And now with a Broadway musical and a box-office megahit movie based on the tragedy, Lord's book is again a bestseller, No. 2 on the paperback list at the beginning of March. "I don't know what to make of the infatuation people have with this story," admits Lord, but he says his own fascination with the Titanic began when he was nine years old, when he sailed with his family and governess on the Titanic's sister ship, the Olympic.

The son of a lawyer, Lord grew up in Baltimore and came to Princeton from the Gilman School. A history major, he wrote his thesis on the 19th century Collins steamship line. Lord earned a law degree from Yale and was in the OSS during World War II. He then worked as a copywriter for an advertising firm in New York before turning to writing full-time in 1956.

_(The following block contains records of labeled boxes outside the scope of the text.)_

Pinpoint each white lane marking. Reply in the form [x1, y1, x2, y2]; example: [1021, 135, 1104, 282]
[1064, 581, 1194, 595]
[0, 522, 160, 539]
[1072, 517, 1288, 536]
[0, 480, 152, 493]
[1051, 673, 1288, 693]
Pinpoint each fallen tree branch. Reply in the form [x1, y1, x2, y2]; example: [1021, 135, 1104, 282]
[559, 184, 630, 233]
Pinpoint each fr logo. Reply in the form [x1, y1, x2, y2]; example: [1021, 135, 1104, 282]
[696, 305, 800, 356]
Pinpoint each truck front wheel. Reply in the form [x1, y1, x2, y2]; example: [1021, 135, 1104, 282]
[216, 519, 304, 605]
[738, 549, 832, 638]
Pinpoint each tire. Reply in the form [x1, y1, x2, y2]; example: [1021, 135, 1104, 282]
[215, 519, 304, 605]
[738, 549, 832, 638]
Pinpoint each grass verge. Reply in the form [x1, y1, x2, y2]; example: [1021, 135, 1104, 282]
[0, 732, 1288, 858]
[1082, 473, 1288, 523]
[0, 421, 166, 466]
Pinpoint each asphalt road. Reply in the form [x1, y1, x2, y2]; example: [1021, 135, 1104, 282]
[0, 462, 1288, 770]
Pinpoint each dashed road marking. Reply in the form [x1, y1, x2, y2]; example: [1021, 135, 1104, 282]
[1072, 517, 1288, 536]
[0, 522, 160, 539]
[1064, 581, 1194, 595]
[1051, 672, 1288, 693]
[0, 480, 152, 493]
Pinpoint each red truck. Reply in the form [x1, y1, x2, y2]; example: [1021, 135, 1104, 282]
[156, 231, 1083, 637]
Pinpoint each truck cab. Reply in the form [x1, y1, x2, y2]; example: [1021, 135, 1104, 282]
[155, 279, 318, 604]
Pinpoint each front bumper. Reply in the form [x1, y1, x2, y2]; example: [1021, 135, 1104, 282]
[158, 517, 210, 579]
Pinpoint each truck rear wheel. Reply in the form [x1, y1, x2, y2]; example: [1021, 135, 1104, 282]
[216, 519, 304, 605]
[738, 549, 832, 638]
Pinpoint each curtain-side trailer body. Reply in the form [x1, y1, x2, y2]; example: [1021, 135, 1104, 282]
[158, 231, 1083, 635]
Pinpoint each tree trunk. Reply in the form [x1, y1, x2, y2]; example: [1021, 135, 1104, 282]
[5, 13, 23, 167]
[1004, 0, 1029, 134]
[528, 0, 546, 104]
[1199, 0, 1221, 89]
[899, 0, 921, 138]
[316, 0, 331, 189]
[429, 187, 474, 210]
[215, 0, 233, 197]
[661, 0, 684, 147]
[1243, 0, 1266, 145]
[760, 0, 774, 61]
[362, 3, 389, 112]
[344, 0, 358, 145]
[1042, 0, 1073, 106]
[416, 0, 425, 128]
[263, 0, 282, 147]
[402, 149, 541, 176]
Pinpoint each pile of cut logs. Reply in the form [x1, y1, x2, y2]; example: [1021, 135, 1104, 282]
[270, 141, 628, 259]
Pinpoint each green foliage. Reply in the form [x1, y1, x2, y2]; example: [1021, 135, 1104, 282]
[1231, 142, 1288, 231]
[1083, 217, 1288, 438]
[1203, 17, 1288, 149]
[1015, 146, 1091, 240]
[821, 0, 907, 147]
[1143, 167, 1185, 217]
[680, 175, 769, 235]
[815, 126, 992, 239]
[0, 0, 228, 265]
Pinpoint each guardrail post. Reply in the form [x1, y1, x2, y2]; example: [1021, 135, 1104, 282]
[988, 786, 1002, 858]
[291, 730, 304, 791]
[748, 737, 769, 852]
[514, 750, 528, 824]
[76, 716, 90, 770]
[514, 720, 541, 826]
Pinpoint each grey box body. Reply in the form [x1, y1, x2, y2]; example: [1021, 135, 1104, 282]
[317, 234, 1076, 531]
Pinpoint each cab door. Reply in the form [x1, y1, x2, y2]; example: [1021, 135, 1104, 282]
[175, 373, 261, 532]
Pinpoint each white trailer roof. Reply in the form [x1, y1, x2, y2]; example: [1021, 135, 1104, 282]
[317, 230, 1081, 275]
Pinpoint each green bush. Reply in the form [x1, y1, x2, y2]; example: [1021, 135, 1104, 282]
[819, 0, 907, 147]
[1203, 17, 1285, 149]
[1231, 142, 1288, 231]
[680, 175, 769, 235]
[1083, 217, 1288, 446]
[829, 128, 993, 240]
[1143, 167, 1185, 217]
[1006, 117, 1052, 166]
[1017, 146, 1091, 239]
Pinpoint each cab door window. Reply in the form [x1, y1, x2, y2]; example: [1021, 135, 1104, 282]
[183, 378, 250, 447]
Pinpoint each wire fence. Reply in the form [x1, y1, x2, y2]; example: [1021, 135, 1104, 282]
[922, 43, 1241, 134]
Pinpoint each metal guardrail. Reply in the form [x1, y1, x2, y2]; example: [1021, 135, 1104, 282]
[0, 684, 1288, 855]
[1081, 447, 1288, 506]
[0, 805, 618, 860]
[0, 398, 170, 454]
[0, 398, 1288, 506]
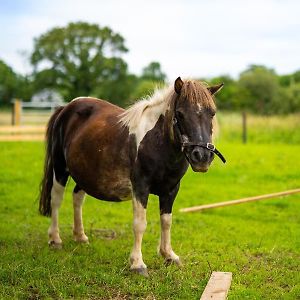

Lord devised his writing style — a meticulous, minute-by-minute reconstruction of events in spare prose — for A Night To Remember, his second book, and used it again in such books as A Day of Infamy, about the Pearl Harbor attack, and The Past Would Not Die, about the civil rights movement. His research involves numerous interviews with eyewitnesses and participants. For A Night To Remember, Lord interviewed 63 survivors. After a movie based on his book came out in 1958, he interviewed another 60. Those interviews and other papers related to the Titanic will eventually go to a maritime museum in England.

Has Lord seen the Broadway musical or the new movie? "Yes, I've seen each one three times," he says. "Both are good, and the movie is a marvelous piece. It gets so many things right." While admitting he did not cry at the movie, as so many people have, he is moved still by the heroism on board the ship. "There were a lot of heroics," he says, referring to, among many examples, the musicians who played until the final moments. "I was especially touched by the bell boys, running messages back and forth. And the men who kept the lights on until the end. They weren't seamen, people who loved the sea. They were just electrical engineers, doing a job. All were lost."